Overweight and obese patients with heart failure display high leptin serum levels. Leptin does not offer incremental prognostic value in heart failure overweight and obese patients. But, galectin-3 was found in higher concentrations in patients with heterozygous and homozygous A1166C mutations, suggesting a worse prognosis probably due to more advanced cardiac fibrosis.
瘦素是最知名的脂肪细胞因子之一,与肾素 - 血管紧张素 - 醛固酮系统及半乳糖凝集素 - 3 一同在炎症、动脉高血压及心力衰竭病理生理学中发挥重要作用。此外,单核苷酸 A1166C 多态性与高血压及心力衰竭的不良预后相关。本研究旨在探讨超重和肥胖心力衰竭患者血清瘦素水平、特定心力衰竭生物标志物与 AT1 受体 A1166C 多态性之间的可能关系。

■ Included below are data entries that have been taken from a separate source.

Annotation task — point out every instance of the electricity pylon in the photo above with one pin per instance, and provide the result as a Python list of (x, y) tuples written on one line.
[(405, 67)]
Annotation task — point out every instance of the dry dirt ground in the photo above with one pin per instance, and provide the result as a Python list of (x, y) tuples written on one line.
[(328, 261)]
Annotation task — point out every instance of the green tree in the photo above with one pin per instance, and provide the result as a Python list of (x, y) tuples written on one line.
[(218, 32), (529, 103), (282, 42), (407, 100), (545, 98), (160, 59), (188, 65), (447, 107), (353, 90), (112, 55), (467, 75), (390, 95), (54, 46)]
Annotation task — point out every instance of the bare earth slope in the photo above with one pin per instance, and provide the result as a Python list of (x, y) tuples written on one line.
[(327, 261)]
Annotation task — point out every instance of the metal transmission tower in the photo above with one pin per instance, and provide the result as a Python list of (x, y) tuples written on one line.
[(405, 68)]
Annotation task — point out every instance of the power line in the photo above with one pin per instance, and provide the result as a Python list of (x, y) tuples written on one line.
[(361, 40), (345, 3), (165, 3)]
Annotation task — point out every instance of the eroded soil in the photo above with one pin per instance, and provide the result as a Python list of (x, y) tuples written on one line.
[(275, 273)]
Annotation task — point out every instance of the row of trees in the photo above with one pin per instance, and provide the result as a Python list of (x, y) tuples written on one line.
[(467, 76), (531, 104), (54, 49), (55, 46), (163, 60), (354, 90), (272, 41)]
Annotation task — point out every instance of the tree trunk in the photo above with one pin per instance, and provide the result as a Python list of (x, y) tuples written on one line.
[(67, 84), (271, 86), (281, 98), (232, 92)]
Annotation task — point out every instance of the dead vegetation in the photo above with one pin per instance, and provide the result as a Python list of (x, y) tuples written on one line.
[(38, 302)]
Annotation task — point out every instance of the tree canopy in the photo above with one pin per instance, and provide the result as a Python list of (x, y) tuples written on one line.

本研究纳入了 88 例因失代偿性心力衰竭入院的连续超重和肥胖患者。入院当日测定 N 末端 B 型利钠肽原(NT-proBNP)、中段心房利钠肽前体(MR-proANP)、半乳糖凝集素 - 3 和瘦素水平。对所有患者进行 A1166C 等位基因 - AT1 受体基因的基因分型以寻找变异。
我们发现血清瘦素浓度与体重指数(BMI)之间存在强正相关(r = 0.347,p = 0.001)。瘦素水平与心力衰竭生物标志物(NT-proBNP、MR-proANP 和半乳糖凝集素 - 3)无关。所有纯合子 CC 变异患者均患有高血压,但我们未发现高血压和血压正常患者之间遗传 AC 和 AA 变异分布的显著差异。瘦素并未因潜在致病性 A1166C - AT1 受体基因型(AC + CC)的存在而发生显著改变。但是,在杂合子和纯合子 A1166C 突变患者中发现半乳糖凝集素 - 3 浓度较高。
超重和肥胖的心力衰竭患者血清瘦素水平较高。瘦素在超重和肥胖心力衰竭患者中未提供额外的预后价值。但是,在杂合子和纯合子 A1166C 突变患者中发现半乳糖凝集素 - 3 浓度较高,这表明预后可能更差,可能是由于更严重的心脏纤维化。